Geoff and Chris on the way up
Our starting point was Hendre Forion, a small farm just north of Bontddu. From there things went, as usual, uphill. At first it was a small farm track, but those usually stop, and this was no exception. The idea is then to follow the best sheep track, but that is not easy as experienced walkers will know.
Target in view
We stayed on the west side of Afon Cwm Llechen and climbed to east slope of Diffwys (750 msl).
Just a little further
We found an old mining track and an impressive fault in the rock running straight up the mountain which had been the target of miners in the past.
Following an old miners track
Once near the top a mythical Sphinx-like statue appeared and with a view south towards Cadair Idris, just visible in the haze, the whole scene breathed mysticism. Until Neil decided to have lunch on its nose.
Cadair Idris in the haze
At the top we had a short rest on or just below the Great Welsh Wall, which is a forgotten defence work of impressive size against marauding sheep. Certainly not easy to take from a sheep point of view, with the loose stones on the top.
Lunch on the wall
We strolled down to some small frozen lakes just above Llyn Dullyn lake to test it. It passed the "walking across" test only just and not everywhere as Chris kindly tested for us. Some sliding games were performed to entertain those who remained high up on the Great Welsh Wall.
Geoffreys original target, Y Llethr, still appeared as far away as it was earlier in the morning, so we decided for a short cut...in the Rhynoggs... Ha. I was warned about 12 years ago by Chris Sharp that the when the Rhynoggs were build by the Welsh tribes, they embedded lots of trap holes in the ground to slow down the enemies progress. When they found out it hampered their own progress just as much they abandoned the area without the courtesy of filling the gaps up. And much of the Rhynoggs is still as dangerous as it was in ancient times.

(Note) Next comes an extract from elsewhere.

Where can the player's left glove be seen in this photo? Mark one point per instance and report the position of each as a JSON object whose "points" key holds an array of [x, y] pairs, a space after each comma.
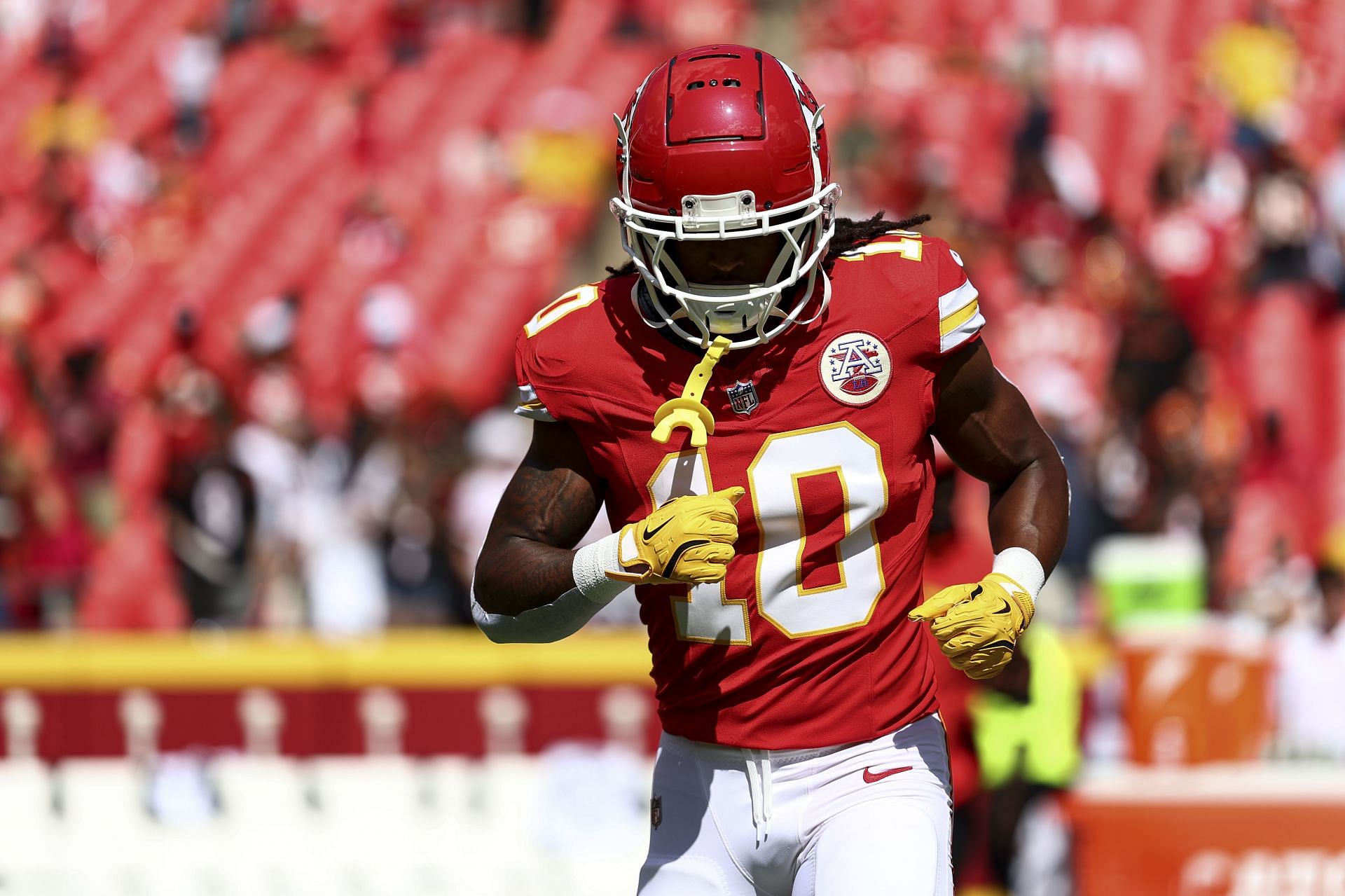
{"points": [[978, 626]]}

This meant that the easiest part of the following bit of the walk was the 60 degree slope down from the Crib Y Rhiw ridge. An new technique was developed by Chris and Neil to make down hill travelling more efficient. Chris Crawling is a form of travel in which the participant lies belly flat on the ground, face downhill, and uses swimming movements to propel downwards across the heather. For novices : it only works on heather under a slope of more than 60 degrees and preferably under 90. Grass with big rocks are to be avoided. I was clearly a novice.
The Rhynoggs mine field
The levelish bit toward Hafod Y Brenhin was hard due to the very uneven ground and the group arrived slightly scattered on the forrestry track at the head of Cwm Mynach. We followed the track south on the eastern slopes of Mynydd Cwm Mynach through the forest. We crossed the ridge at Garth Gell back towards the cars. Some old mines with the railway tracks still inside were explored on the way down. Most feet were pretty sore by then. At the car a bathing ritual was performed by Neil and Giselle is the icy stream. We huddled near the cars waiting for their return and then drove back all the way to Os.